Alice here. I hope you all enjoyed reading Lindsay's idyllic recounting of our video trailer experience because the followup tale is slightly more harrowing. Are you ready?
About two hours after class ended--so after about four hours of working on the trailer total--we were just about done: we just needed to fiddle with a couple of photos and export the trailer! Sarah and Lindsay headed out and left me in charge of the finishing touches. Little did they know what would ensue. . . .
First, half of our photos disappeared. I'm not quite sure why. They were displaying perfectly, and the next time I ran through the trailer they had been replaced by greenscreen. This was a source of great confusion to me, but, as a veteran Windows user, I simply deleted and reinserted them, and all seemed to be well.
Next I had to render the video. For those of you who aren't video editing whizzes, this just means--well, I'm not quite sure what the technical definition is. Sarah could probably tell you. Basically, before you've rendered anything, the video runs really choppily and skips and is generally unpleasant to watch; rendering fixes all that and makes the video ready for production. So it's something that really must be done. When I told Premiere Pro to render the video, though, it got about 5 percent in and stopped.
OK. I told it to render again. Three percent this time.
I moved the cursor right to the part that needed to be rendered, then asked the program to render again. It got through about ten seconds before stopping. So I proceeded to render the video in five- to ten-second chunks, all the way through.
With that finally finished, I told Premiere to export the file. This normally takes a bit of time--far longer than the actual length of the video--so when the progress bar disappeared after about thirty seconds, I was suspicious. Sure enough, when I opened the exported file, our video ran until just about "Girl dumps Boy" before cutting out.

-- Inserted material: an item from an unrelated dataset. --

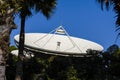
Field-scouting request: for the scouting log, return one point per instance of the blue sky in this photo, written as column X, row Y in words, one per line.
column 80, row 18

Not a very auspicious ending.
I'll spare you the details. Let's just say it was about 1:45 then, and by 2:30 I had at least six partial versions of the video exported. The computer lab assistant had no ideas, and nor did I, so I left to get some much-needed sustenance, intending to relocate my efforts to a computer in another lab.
Unfortunately, after I got to said other lab, I realized that I didn't have all the files that the video needed. I would, essentially, have to remake the entire trailer. No thanks.
The computer we had been working on, which had all the files we needed in the order we needed them, proved more than a little difficult to reclaim. During my time spent waiting, I came up with a list of possible problems and solutions to fix the trailer and make sure that exporting ran lickety-split. Thus armed, I loaded the file, hit "export," and prepared to do battle.
It ran through it all on the first shot. No problems. I will never understand Windows.